Recensione The Cutoff Man (2012)

Hubel lascia che siano i personaggi a 'fare' il film, limitando i movimenti della macchina da presa e privilegiando la macchina fissa; una scelta stilistica che riduce il dinamismo in favore di una riflessione non sempre coinvolgente.

In cattive acque

Gaby non è più giovane e non ha un lavoro. Quando dall'ufficio di collocamento gli propongono di diventare l'addetto dell'acquedotto alla sospensione del servizio per i morosi, l'uomo accetta senza titubanze. Ogni giorno, a seconda delle segnalazioni del municipio, svita il rubinetto del tubo dell'acqua e lo porta con sé. In poco tempo diventa la figura più temuta, sbeffeggiata e odiata dalla comunità di Nahariya. E nel momento in cui si trova a dover tagliare l'acqua allo sponsor della squadra di calcio in cui gioca il figlio, le ripercussioni di quel lavoro così particolare travolgono anche i suoi familiari. La disperazione prende il sopravvento. E' un piccolo film The Cutoff Man dell'israeliano Idan Hubel, presentato nella sezione Orizzonti della 69.ma Mostra Internazionale d'Arte Cinematografica di Venezia; un'opera che prende il via da una situazione all'apparenza semplice, la storia di un uomo che fa il suo lavoro, le cui conseguenze però si allargano a macchia d'olio delineando via via una società devastata dalla crisi economica in cui i poveri si fanno la guerra; e se non sono schiacciati dal senso di colpa, come succede al protagonista, interpretato da Moshe Igvy, uno dei più quotati attori israeliani, non esitano a rivalersi sull'altro in maniera più o meno subdola. Al di là della semplice sanzione per il mancato pagamento, infatti, il taglio dell'acqua, bene principale alla sopravvivenza dell'uomo, scatena vendette feroci e mette questo povero diavolo di fronte alle proprie incapacità e debolezze.

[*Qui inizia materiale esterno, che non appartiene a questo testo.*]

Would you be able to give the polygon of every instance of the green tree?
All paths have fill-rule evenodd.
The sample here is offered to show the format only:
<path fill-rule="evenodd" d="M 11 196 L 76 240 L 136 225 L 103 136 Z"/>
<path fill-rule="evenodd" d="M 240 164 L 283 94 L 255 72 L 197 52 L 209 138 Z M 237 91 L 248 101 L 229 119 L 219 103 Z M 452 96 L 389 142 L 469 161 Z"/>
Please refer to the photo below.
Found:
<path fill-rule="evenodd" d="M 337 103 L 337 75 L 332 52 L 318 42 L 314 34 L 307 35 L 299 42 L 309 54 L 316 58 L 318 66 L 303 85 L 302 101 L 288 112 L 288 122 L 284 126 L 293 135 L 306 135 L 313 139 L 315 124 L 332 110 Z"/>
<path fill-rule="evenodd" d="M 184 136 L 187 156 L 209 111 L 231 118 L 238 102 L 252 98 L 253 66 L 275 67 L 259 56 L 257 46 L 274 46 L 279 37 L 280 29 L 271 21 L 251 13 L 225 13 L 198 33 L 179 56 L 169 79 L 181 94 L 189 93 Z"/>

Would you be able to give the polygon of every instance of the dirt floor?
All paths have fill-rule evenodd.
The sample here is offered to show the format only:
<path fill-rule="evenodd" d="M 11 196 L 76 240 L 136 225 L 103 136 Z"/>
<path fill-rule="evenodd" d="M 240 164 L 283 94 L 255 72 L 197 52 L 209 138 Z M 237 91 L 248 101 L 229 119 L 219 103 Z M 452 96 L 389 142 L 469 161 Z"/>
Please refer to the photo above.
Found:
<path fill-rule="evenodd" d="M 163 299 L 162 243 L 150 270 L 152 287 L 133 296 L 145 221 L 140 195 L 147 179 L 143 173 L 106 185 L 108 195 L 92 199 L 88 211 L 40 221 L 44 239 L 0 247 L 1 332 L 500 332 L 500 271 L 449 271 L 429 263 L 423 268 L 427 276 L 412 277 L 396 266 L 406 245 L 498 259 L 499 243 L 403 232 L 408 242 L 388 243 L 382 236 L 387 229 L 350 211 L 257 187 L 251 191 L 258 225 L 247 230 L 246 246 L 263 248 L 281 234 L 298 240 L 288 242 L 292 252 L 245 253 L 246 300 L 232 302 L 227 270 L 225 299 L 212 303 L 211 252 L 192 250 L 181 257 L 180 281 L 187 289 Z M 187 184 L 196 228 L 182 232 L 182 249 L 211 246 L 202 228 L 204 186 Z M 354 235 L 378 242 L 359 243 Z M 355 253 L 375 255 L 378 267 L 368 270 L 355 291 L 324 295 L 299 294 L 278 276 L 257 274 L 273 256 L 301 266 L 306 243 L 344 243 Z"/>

Ispiratosi al proprio padre, addetto municipale al taglio dell'acqua, Hubel lascia che siano i personaggi a 'fare' il film, limitando i movimenti della macchina da presa e privilegiando la macchina fissa. Una scelta stilistica che riduce il dinamismo in favore di una riflessione non sempre coinvolgente. A funzionare però è il movimento stesso del racconto, quegli impercettibili cambiamenti che si verificano con lo scorrere della storia. Se in un primo momento assolvere al proprio compito non rappresenta nulla di importante per Gaby, che riesce a salvaguardarsi grazie ad una distanza di sicurezza con le proprie 'vittime' anonime, diventa poi sempre più complicato sostenere l'odio delle persone che lo implorano di non privarle dell'acqua. Quando assumono un'identità precisa, un volto e inizia parlare con loro, quel sentimento di disprezzo finisce per dilaniarlo e isolarlo, dall'intera comunità e dalla propria famiglia, alle prese oltretutto con i turbamenti del primogenito, disertore dell'esercito. Non sarebbe guastato un pizzico di umorismo in più per smorzare una vicenda certamente drammatica ma che avrebbe potuto riservare anche dei momenti più leggeri. E' però un debutto registico interessante quello di Hubel, che ha avuto il merito di valorizzare una micro storia, trasformandola in un discorso più ampio sulla debolezza umana.